Empêché dans la réalisation de ses objectifs, le féminisme haïtien devra se battre longtemps pour l’obtention de simples droits humains, lesquels sont sensés être inaliénables. Après la chute du régime duvaliériste, le 3 avril 1986, plus de 30 000 femmes ont manifesté dans la capitale haïtienne sous l’initiative de Fanm d’Ayiti en vue d’exiger leur intégration « dans tous les mécanismes de construction de la démocratie tout en réclamant un égal accès aux droits fondamentaux, à l’emploi et à la santé ». Peu après, à la suite de la première élection de Jean Bertrand Aristide en 1990 et le coup d’État militaire mené par le général Raoul Cédras huit mois plus tard, les abus des droits humains à l’endroit des femmes – en particulier le viol comme arme de répression – augmentent drastiquement. En réaction, les organisations féministes dénoncent ces abus et incitent la communauté internationale à documenter l’utilisation des agressions sexuelles à cette fin, tout en sensibilisant les femmes sur la question. Depuis, de nombreuses organisations haïtiennes et étrangères militent pour le respect des droits des femmes.

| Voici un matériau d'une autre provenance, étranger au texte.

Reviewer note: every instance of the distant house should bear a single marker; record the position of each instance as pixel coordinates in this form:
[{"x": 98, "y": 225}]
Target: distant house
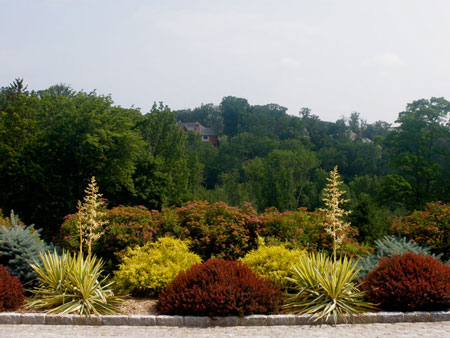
[{"x": 208, "y": 134}]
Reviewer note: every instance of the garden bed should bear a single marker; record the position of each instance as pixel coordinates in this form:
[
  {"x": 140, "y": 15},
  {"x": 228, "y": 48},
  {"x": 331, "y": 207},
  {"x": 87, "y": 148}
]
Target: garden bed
[{"x": 192, "y": 321}]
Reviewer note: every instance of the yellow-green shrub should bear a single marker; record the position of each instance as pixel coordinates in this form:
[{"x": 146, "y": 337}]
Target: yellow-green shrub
[
  {"x": 274, "y": 262},
  {"x": 147, "y": 269}
]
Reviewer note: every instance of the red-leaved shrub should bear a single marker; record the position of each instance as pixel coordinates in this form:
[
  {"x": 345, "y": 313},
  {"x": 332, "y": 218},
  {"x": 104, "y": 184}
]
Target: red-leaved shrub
[
  {"x": 217, "y": 229},
  {"x": 11, "y": 291},
  {"x": 411, "y": 282},
  {"x": 219, "y": 288}
]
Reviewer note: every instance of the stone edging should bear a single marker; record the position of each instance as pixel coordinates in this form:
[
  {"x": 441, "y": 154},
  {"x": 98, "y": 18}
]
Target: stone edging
[{"x": 192, "y": 321}]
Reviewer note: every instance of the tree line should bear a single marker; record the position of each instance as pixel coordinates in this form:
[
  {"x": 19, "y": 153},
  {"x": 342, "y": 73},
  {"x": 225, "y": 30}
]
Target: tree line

On comprend au regard de ce bref exposé que la lutte féministe en Haïti a toujours été orientée vers le respect des droits de la femme, et par conséquent des droits de l’Homme, lesquels sont tributaires de l’humanisme. Discriminées, maltraitées, considérées comme d’éternelles mineures, reléguées aux tâches domestiques, les femmes se sont réunies autour du féminisme pour réclamer la reconnaissance de leur humanité et exiger d’être traitées comme ce qu’elles sont : des êtres humains. Toutes les actions posées par le féminisme tendent vers la liberté, liberté de penser, de choisir et d’agir, ce qui se situe à la base même de l’humanisme qui se réserve le droit de tout remettre en question dans un souci de respect de la dignité humaine. Il apparait alors évident que le féminisme rentre dans la mouvance humanisme, plaçant l’humain au cœur des débat et combattant toute volonté de le soumettre à une entité extérieure jugée supérieure, et ce, souvent sur des bases arbitraires.
Bibliographie
• Jasmine Laroche. Le féminisme haïtien : portrait d’un mouvement fort, Denyse Côté, « Anpil Fanm Tonbe, N’ap kontinye vanse : Luttes féministes en Haïti », Revue Possibles, vol. 38, no 1, 2015.
• Michel Hector/ Laёnnec Hurbon. Genèse de l’Etat Haïtien, Edition de la maison des sciences de l’homme, 2009.